Failure to Accurately Code Depression and Care Plan for Psychotropic Use on MDS
Penalty
Summary
Surveyors identified that the facility failed to ensure an accurate MDS assessment and related care planning for a resident with a documented diagnosis of depression. The resident was admitted with Parkinson’s disease, muscle weakness, and difficulty walking, and had an active order for Mirtazapine 15 mg for depression manifested by overconcern with health issues. The resident’s MDS indicated they felt little interest or pleasure in doing things and felt down, depressed, or hopeless half or more of the days, but depression was not coded as an active diagnosis on the MDS. During interview and record review, an LVN confirmed there was no care plan addressing depression and that the diagnosis of depression was not triggered on the MDS, despite the resident receiving a medication ordered for depression.
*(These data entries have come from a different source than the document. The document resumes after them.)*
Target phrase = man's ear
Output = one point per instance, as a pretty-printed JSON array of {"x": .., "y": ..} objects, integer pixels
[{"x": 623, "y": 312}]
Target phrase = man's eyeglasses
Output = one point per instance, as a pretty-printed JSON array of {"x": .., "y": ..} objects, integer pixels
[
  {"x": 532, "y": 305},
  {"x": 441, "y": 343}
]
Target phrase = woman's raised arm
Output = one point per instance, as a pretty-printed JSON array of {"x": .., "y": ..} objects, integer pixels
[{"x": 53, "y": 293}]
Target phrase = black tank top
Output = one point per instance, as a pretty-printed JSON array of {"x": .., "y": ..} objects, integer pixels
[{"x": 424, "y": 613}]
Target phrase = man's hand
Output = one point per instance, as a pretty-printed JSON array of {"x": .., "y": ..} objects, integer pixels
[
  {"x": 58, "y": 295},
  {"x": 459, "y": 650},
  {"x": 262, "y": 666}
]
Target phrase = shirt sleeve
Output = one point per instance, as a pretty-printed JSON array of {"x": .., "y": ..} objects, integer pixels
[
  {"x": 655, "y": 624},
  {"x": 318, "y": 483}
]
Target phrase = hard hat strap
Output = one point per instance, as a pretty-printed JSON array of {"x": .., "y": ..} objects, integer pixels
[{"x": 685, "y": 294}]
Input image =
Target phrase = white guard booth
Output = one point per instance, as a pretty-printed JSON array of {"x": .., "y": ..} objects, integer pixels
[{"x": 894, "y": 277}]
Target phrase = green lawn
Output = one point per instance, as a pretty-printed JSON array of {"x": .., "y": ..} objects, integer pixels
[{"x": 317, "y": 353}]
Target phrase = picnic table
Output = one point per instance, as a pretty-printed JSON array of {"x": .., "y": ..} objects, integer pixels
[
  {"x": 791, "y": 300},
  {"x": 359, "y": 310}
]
Further review with the DON and MDS nurse showed that the resident had received a depression diagnosis from the hospital and that a psychiatrist at the GACH had continued the Mirtazapine upon readmission. The MDS nurse stated that once the order was entered into the electronic chart, there was no alert to trigger the depression diagnosis in the MDS. Review of the IDT care conference documentation showed no recorded review of medications, and the DON and MDS nurse confirmed there was no care plan documented for depression or for the use of Mirtazapine. The DON and MDS nurse stated that without a care plan, something could be missed, and that the care plan is the comprehensive plan of care for the resident. The facility’s psychotropic medication use policy required that residents not receive psychotropic medications without a clinically indicated, documented condition and that the IDT evaluate and document the resident’s underlying condition and medications on admission or readmission, which was not reflected in the records reviewed for this resident.